In the image below we can see a situation where Adli has come short to receive the ball in his own half. He uses a fake pass to get away from the Amiens’s player press, and gets into a position where he has three open passing lanes to players who can progress forward. This play shows his ability to escape press, but also his awareness and vision, as he recognises that a simple move can increase his passing options both in quantity and in quality.
Dribbling and progressing – creating danger
Another aspect in which Adli shows great capacities is dribbling and progressing with the ball on his feet. His big stature, and overall strength, are very useful to protect the ball and to keep his balance when dribbling past opponents. Despite being tall, Adli is quite agile, and is often seen dribbling in between opponents successfully. He is also a good ball carrier, able to cover big distances with the ball on his feet relatively quickly, and without being pushed off or tackled by opponents, which is particularly useful in counter attacks.
In the image below we can see Yacine Adli receiving the ball on the half-turn and using his body to rotate past the defender. With this movement, and use of his body, Adli is able to get past the Amiens player while protecting the ball from him. He also creates a good counter-attacking situation since he is able to carry the ball forward with no opposition and with teammates following.
As it was already mentioned, Adli also has good 1v1 skills and is able to take on opponents and get past them. If the chance arises, Adli will try and dribble past his opponent, but only if it is necessary or if he thinks it will help to create danger. This use of his dribbling skills as a tool, and not just for the sake of dribbling, shows that he recognises where the true value of 1v1 dribbling resides, and is already mature on that level at such a young age.
Yacine Adli has the whole lot of skills in his locker, from the fancy ones to the simple ones, but he seems to use the latter more often. Body feints, simple step-overs, or just pure ball control allow him to glide past opponents always with a purpose in mind for each move. He has averaged 4.35 dribbles (per 90min) this season, which only ranks him 28th in Ligue 1 amongst attacking players (forwards, wing-forwards, attacking midfielders), a low number considering the positions he takes up on the pitch allow for a lot more. When we take a look at his dribbling success rate we find that it is quite impressive. At 59.26% it’s one of the highest in Ligue 1 showing how effective Adli is at dribbling past opponents.
In the image below we can see Adli dribbling past two Nîmes players as his teammate Otávio makes a run towards the penalty area. Taking on the opponents, and getting past them, Adli drags both of them with his movement and is then able to play a pass to Otávio who scores.
Long shot taker
We’ve discussed Adli’s technical ability several times throughout this analysis, and his shooting technique doesn’t fall short on his other skills. In the beginning of the article I mentioned how Adli is able to use different kinds of passing and shooting techniques, and that has to do with him being able to recognise which part of the foot he has to strike the ball with in order to achieve the result he wants. Because of that, he is successful at shooting from long and short-range, but uses different techniques in each situation.
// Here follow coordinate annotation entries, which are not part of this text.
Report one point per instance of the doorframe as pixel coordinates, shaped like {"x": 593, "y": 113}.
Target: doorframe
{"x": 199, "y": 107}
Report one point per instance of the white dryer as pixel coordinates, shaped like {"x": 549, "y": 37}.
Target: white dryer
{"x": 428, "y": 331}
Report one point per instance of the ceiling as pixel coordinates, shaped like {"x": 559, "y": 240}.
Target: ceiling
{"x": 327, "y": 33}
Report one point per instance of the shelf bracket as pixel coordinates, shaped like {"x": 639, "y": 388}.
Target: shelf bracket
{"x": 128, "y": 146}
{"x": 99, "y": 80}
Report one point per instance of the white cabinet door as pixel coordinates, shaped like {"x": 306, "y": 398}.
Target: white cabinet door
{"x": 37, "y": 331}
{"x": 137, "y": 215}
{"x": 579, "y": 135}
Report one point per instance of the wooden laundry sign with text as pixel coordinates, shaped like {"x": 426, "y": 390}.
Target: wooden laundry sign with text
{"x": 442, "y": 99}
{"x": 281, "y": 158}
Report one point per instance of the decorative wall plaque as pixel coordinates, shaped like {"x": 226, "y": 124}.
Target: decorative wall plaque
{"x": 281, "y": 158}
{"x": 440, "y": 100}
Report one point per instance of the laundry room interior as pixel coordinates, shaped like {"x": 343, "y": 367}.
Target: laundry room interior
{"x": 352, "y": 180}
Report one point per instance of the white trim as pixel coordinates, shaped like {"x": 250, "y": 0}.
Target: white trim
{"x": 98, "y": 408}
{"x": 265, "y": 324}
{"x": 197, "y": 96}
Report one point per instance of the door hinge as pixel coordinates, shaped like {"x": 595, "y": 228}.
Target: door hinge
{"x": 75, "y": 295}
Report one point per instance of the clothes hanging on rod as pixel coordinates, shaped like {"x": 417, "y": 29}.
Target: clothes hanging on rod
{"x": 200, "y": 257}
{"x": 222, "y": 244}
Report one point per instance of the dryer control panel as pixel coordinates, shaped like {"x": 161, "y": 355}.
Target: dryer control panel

Yacine Adli is also a great free-kick – and set piece in general – taker, making use of his technique to play different kinds of crosses and strike different kinds of shots. In the image below we can see Adli’s free-kick goal against Amiens. He shoots the ball with the inside of his foot, curling it into the top left corner at a relatively close distance.
His numbers in terms of shots taken are not particularly high at 1.37 (per 90min), but as with all stats, they don’t tell the whole story. When presented with an opportunity, Adli as no problem in taking the shot, but only if he can’t play the ball to a teammate in a better position. Bordeaux also average 10.06 shots (per game) which is one of the lowest numbers in the league.
Analysing Adli’s shot map for this season taken from Wyscout, we can clearly see how he attempts more shots from outside the penalty box than from inside it. He has a great long-range shot and is not afraid of using it, having scored 3 goals from distance this season. His accuracy on the shots is not bad either, having few shots gone wide and a lot more blocked, he ends up with 32% (8) of his 25 shots going on target. Despite his goal number being low (3) is xG is even lower at 1.41, meaning that he scored more goals than expected from is shots, based on historical stats of how likely it is to score from the position, type of assist, preceding events etc.
In the image below we can see an example of a long shot from Yacine Adli. The image is from his goal against Marseille and serves the purpose of seeing how Adli strikes the ball with a different part of his foot, as well as with a different motion, in order to achieve a more powerful shot rather than a placed one. The shot is also taken first-time which makes it technically even more difficult, but Adli manages to score a great goal from it.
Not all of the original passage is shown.